Everyone in this community has a responsibility to treat one another with respect. That includes the way we say things to each other — rudeness is not acceptable — but it also includes the meaning of the things we say, no matter how politely we say them. It is a very tricky thing to question someone else's motivations and to tell them that they are wrong to want the things they want. Fundamentally, by doing so, we are questioning their judgment, and that is innately at least a little bit disrespectful. Now maybe their judgment needs to be questioned: sometimes, people don't understand what they're doing, or they don't understand that there are better alternatives available. If we couldn't "show disrespect" by asking any questions at all, we'd never be able to help people who are genuinely stuck. But often people do know their own problems better than we do, and it's we who are misunderstanding something vital, perhaps about their constraints or their priorities. To decline to recognize that possibility, or to call it irrelevant, is to repeatedly question their judgment, amplifying our disrespect.

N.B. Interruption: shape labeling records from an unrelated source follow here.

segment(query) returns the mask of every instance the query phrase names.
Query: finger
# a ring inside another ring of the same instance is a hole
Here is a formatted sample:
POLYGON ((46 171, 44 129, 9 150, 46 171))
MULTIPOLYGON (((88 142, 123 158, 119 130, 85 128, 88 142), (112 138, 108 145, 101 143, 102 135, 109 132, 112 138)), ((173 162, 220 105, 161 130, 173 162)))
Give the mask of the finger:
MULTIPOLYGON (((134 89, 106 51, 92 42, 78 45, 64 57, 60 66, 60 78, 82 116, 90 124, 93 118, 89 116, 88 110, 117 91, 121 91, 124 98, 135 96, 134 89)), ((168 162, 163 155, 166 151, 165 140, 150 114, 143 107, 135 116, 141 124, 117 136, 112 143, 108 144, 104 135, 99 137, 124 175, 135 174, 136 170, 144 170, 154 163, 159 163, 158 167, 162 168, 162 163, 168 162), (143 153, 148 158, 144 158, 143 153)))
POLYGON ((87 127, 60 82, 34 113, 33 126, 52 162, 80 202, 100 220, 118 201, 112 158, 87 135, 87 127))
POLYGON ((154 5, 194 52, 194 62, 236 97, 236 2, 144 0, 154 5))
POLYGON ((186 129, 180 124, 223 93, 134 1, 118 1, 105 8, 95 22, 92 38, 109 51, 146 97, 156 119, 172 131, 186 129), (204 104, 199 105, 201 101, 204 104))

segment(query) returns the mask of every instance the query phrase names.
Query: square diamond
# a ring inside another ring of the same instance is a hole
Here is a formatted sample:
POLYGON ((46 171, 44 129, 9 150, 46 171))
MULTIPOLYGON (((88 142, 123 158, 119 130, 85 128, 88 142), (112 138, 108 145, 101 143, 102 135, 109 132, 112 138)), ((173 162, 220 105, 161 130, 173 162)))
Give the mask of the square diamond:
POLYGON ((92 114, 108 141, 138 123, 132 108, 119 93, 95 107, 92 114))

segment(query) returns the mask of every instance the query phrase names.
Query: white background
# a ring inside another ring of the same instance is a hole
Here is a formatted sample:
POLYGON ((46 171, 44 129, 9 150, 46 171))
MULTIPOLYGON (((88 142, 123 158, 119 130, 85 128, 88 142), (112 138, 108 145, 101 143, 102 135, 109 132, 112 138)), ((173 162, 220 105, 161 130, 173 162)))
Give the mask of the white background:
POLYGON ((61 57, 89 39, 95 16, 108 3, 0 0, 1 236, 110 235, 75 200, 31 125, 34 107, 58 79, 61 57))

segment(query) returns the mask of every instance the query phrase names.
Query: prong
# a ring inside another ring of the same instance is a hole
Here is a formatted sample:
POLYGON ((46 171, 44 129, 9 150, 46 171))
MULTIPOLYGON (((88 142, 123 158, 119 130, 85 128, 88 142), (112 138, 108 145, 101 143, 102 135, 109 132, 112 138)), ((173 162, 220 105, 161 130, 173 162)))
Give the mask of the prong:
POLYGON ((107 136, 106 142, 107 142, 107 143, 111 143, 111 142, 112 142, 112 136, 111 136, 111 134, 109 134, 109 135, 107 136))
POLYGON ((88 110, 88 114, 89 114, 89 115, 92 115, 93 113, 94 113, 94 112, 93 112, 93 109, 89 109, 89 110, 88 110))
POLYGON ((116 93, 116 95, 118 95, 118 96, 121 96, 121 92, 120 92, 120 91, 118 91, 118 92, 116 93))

Acknowledging that someone's concern is legitimate doesn't mean that we have to change the language to support them. Swift is not a pot of wishes; trade-offs have to be considered and decisions have to be made. But you cannot justify those decisions honestly without understanding their impact as best as you can, in concrete terms and not just in the abstract. And the steps necessary to do that — treating someone's concerns as legitimate until you're certain you understand that they're already well-addressed — are also the steps necessary for treating them with respect as a member of our community.